Ruth and Marjorie both seemed a trifle disappointed until the latter thought suddenly of snakes, and a shudder passed through her.
“Any snakes?” she asked.
“Oh, mostly black snakes and water snakes. Do you mind ’em?”
“I loathe them!” exclaimed Ruth. “All girls do. But isn’t there anything really dangerous along this creek?” she continued. “Besides that one swift place in the water, I mean.”

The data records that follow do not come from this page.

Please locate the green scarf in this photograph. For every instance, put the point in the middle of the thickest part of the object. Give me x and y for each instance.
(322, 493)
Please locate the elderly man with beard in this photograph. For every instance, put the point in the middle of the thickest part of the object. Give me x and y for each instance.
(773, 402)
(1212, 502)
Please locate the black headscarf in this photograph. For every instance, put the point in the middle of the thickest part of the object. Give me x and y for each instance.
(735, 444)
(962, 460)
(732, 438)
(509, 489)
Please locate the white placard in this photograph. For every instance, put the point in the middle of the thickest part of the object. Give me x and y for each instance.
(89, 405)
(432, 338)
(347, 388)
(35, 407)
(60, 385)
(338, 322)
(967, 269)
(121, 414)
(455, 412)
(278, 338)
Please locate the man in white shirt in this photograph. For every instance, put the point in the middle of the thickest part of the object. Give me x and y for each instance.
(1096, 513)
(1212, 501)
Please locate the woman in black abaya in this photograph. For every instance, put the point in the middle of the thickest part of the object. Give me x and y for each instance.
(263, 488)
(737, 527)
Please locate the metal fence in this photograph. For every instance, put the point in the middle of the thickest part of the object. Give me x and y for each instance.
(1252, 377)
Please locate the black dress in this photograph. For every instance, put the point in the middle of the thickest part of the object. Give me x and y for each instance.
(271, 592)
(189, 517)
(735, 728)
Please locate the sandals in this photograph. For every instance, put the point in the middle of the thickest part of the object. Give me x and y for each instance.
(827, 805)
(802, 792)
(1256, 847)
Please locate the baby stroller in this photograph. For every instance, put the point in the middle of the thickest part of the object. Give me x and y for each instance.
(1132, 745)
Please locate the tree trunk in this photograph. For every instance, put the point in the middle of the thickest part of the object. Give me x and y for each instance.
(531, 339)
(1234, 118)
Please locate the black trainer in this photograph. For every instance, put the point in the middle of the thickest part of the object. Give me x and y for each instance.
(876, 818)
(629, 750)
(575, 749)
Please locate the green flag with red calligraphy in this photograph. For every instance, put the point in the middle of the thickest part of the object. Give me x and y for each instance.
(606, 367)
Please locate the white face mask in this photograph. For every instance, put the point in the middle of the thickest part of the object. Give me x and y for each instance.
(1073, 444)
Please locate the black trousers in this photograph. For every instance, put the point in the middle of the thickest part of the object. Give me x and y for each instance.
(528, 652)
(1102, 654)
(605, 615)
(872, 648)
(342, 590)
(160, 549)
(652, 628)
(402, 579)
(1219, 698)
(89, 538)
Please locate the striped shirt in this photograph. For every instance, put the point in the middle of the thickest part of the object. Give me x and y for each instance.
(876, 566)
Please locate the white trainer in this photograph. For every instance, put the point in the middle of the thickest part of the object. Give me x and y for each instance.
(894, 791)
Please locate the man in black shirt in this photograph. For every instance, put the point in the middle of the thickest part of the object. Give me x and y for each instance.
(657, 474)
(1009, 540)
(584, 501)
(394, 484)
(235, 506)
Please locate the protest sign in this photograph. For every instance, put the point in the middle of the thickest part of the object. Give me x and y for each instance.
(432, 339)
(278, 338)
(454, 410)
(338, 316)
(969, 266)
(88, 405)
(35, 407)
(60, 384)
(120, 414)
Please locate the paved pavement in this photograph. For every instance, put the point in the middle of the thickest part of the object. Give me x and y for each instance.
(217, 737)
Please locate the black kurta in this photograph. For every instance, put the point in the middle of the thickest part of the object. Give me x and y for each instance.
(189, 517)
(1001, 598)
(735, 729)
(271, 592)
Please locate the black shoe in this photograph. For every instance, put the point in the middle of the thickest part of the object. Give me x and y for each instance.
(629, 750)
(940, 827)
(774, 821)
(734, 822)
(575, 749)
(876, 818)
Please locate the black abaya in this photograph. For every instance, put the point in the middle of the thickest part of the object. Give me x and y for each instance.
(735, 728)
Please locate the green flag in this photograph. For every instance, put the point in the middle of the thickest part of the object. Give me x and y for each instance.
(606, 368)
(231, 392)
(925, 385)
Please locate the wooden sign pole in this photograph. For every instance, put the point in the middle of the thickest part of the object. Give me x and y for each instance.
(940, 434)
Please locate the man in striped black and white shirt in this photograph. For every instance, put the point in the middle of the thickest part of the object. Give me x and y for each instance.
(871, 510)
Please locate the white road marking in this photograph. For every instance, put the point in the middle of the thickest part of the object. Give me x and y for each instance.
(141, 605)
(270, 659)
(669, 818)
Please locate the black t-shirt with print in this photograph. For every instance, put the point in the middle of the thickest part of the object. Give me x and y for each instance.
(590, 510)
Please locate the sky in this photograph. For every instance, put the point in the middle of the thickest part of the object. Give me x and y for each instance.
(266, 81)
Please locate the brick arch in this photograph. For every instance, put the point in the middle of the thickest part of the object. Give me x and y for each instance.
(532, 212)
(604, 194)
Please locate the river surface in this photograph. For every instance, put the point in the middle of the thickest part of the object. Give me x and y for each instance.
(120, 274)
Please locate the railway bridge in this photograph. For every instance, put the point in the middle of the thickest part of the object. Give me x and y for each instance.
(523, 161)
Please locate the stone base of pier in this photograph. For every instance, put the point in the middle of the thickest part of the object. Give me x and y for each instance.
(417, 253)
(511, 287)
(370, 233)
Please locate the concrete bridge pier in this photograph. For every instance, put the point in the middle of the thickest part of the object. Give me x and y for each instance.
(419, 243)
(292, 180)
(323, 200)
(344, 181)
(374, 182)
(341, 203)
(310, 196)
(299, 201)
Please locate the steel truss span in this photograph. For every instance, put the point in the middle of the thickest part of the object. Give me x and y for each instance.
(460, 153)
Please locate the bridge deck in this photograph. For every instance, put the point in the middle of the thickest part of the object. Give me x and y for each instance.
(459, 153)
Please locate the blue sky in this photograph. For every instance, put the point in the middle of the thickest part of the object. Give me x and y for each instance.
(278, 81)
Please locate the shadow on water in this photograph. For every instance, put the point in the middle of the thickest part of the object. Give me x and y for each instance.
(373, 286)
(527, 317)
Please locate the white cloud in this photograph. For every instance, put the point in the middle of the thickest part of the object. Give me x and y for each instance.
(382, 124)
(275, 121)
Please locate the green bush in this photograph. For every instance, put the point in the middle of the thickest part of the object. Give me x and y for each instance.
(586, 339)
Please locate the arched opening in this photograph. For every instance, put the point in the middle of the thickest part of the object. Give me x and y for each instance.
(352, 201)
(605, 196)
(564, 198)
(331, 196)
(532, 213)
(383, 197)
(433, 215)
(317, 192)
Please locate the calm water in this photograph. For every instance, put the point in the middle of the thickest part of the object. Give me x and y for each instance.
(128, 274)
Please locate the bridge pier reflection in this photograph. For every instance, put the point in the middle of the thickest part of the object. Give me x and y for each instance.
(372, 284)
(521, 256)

“Jest one thing, and that only scares some folks. It’s a quare woman, what lives all alone in a farm-house by herself.”
“Oh, and is she really crazy—stark mad?”
“Some says she’s jest sort o’ idiotic; wouldn’t hurt nobody—but never was all there. They say she had a husband once, but he’s dead now.”
The old man shook his head doubtfully, to betray the fact that he did not know whether the report were true or not. Marjorie, who had become tired of this conversation, begged to borrow a paddle to try a canoe, but upon refusal—“according to me orders,” Michael said—she strolled off in the direction from which she had come, to look for the others. But Ruth continued the topic which was to her highly interesting.
“What kind of house does the woman live in, and what does she look like?”
The old boatman described an ordinary farmhouse, on the edge of the creek, some distance down stream. “You’ll know it,” he added; “it’s opposite to an old mill—the only big mill you’ll see on the trip.”